Big Data: string similarity – match, mismatch and gap scores come into play (Needleman-Wunsch measure)


Imagine big data flowing in your system. Reviews, articles, blogs, comments, logfiles… day by day, unpredictable quality. And you there in the middle trying to solve:

  • Is Dave Smith in review the same as David Smith in article?
  • Is Davod R. Smith the same as Daivd Robert Smyth?
  • Could it be Davod Snoth in comment is the same as Davidd Smith in review? (notice I and O, N and M near on the keyboard)
  • Is Professor David Robert Smith-Smithsson in one article the same as David R. Smyth in another article?
  • Could it be Dvae Smitt is the same as David Smith?
  • Is Dav1d R0berl 5mith (it might be OCR output) the same as Daivd R. Smith?
  • Is Daid Smith the same as Davids Smits (latvian article)?
  • Is his job address Kr Barona street 117 the same as 117, Krisjana Barona street?

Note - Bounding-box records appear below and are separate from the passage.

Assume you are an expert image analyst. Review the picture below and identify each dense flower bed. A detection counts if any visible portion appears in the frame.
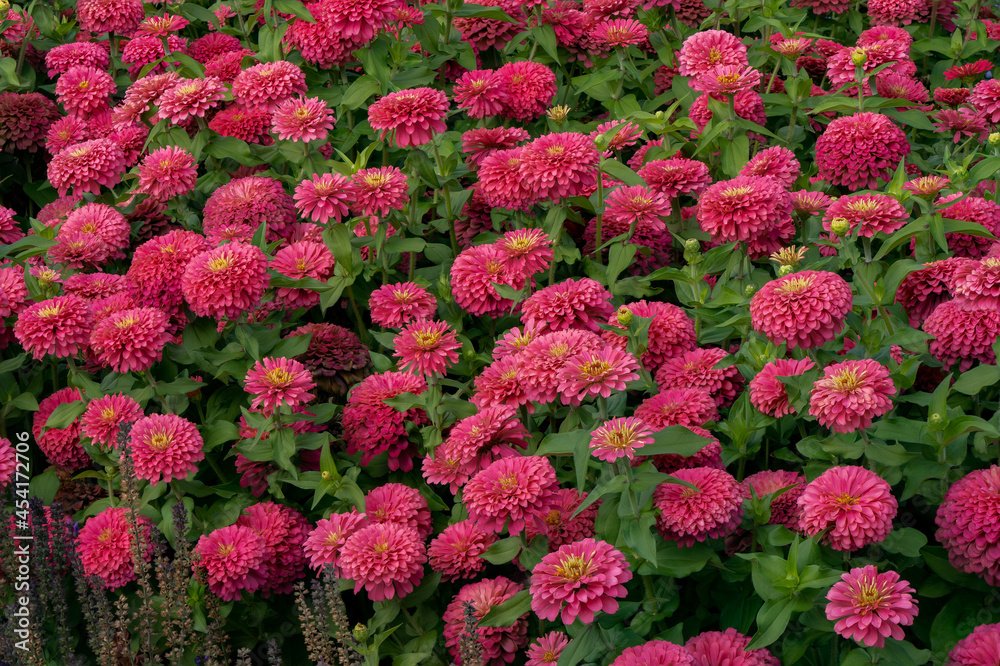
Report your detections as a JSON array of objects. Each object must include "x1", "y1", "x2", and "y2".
[{"x1": 0, "y1": 0, "x2": 1000, "y2": 666}]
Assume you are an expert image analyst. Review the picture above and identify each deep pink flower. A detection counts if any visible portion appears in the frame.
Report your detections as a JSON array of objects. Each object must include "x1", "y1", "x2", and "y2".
[
  {"x1": 750, "y1": 271, "x2": 854, "y2": 349},
  {"x1": 798, "y1": 465, "x2": 898, "y2": 551},
  {"x1": 531, "y1": 539, "x2": 632, "y2": 625},
  {"x1": 653, "y1": 467, "x2": 743, "y2": 547},
  {"x1": 129, "y1": 414, "x2": 205, "y2": 484},
  {"x1": 340, "y1": 523, "x2": 427, "y2": 601},
  {"x1": 809, "y1": 359, "x2": 896, "y2": 432},
  {"x1": 826, "y1": 564, "x2": 917, "y2": 648}
]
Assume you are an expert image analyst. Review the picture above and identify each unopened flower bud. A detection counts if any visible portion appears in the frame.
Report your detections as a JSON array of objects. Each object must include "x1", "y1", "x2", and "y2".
[
  {"x1": 615, "y1": 305, "x2": 635, "y2": 327},
  {"x1": 545, "y1": 105, "x2": 569, "y2": 125}
]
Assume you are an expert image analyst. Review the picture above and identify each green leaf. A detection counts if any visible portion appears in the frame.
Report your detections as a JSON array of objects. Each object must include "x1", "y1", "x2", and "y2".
[{"x1": 479, "y1": 590, "x2": 531, "y2": 627}]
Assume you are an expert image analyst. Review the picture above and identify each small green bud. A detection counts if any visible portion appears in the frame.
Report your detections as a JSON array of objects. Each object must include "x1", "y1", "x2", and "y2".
[{"x1": 830, "y1": 217, "x2": 851, "y2": 236}]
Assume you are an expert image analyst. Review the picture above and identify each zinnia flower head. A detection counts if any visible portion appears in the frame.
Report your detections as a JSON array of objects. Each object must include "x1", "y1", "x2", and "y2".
[
  {"x1": 750, "y1": 271, "x2": 854, "y2": 349},
  {"x1": 531, "y1": 539, "x2": 632, "y2": 625},
  {"x1": 90, "y1": 308, "x2": 171, "y2": 373},
  {"x1": 181, "y1": 243, "x2": 269, "y2": 319},
  {"x1": 14, "y1": 296, "x2": 93, "y2": 359},
  {"x1": 368, "y1": 88, "x2": 448, "y2": 148},
  {"x1": 826, "y1": 564, "x2": 917, "y2": 648},
  {"x1": 293, "y1": 173, "x2": 350, "y2": 224},
  {"x1": 464, "y1": 456, "x2": 558, "y2": 534},
  {"x1": 271, "y1": 97, "x2": 334, "y2": 142},
  {"x1": 816, "y1": 112, "x2": 910, "y2": 191},
  {"x1": 809, "y1": 359, "x2": 896, "y2": 432},
  {"x1": 798, "y1": 465, "x2": 898, "y2": 551},
  {"x1": 653, "y1": 467, "x2": 743, "y2": 547},
  {"x1": 590, "y1": 416, "x2": 653, "y2": 462},
  {"x1": 195, "y1": 525, "x2": 267, "y2": 601},
  {"x1": 136, "y1": 146, "x2": 198, "y2": 200},
  {"x1": 76, "y1": 506, "x2": 152, "y2": 590},
  {"x1": 340, "y1": 523, "x2": 427, "y2": 601},
  {"x1": 129, "y1": 414, "x2": 205, "y2": 484},
  {"x1": 244, "y1": 357, "x2": 316, "y2": 414},
  {"x1": 82, "y1": 393, "x2": 142, "y2": 449},
  {"x1": 934, "y1": 465, "x2": 1000, "y2": 585},
  {"x1": 519, "y1": 132, "x2": 601, "y2": 203},
  {"x1": 303, "y1": 511, "x2": 368, "y2": 575},
  {"x1": 427, "y1": 519, "x2": 497, "y2": 581},
  {"x1": 750, "y1": 358, "x2": 816, "y2": 418}
]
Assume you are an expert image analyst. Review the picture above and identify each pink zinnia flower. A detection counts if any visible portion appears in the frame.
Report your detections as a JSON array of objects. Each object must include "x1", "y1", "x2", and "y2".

Scientists have worked quite hard to give a helppful hand, and I will briefly overview some of string similarity measurements and methods because I think it is nice to know that no magic – pure logic.

One blog post earlier I invested a time to teach myself and you, dear readers, to calculate EDIT DISTANCE. It was worth it because the next measure I will discuss about, is Needleman-Wunsch Measure developed by Saul B. Needleman and Christian D. Wunsch in 1970.

I will remind that in EDIT DISTANCE or LEVENSTEIN distance case we had a tangible result: resulting number was count of insert/delete/substitute operations needed to transform one string to another.

Here are two strings. We, humans, might think it is a high change the object is the same – David Smith. When we see EDIT DISTANCE value 8 for 14 symbols long string, it signalizes that the strings are not similar – and technically they definitely are not:

Measures_Leven_example_1

https://andrew.hedges.name/experiments/levenshtein/

Similarity measure is 1-8/max(14,18) = 1-8/18 = 0.55 – we have to have really loose boundaries to consider these strings similar using Levenstein distance :)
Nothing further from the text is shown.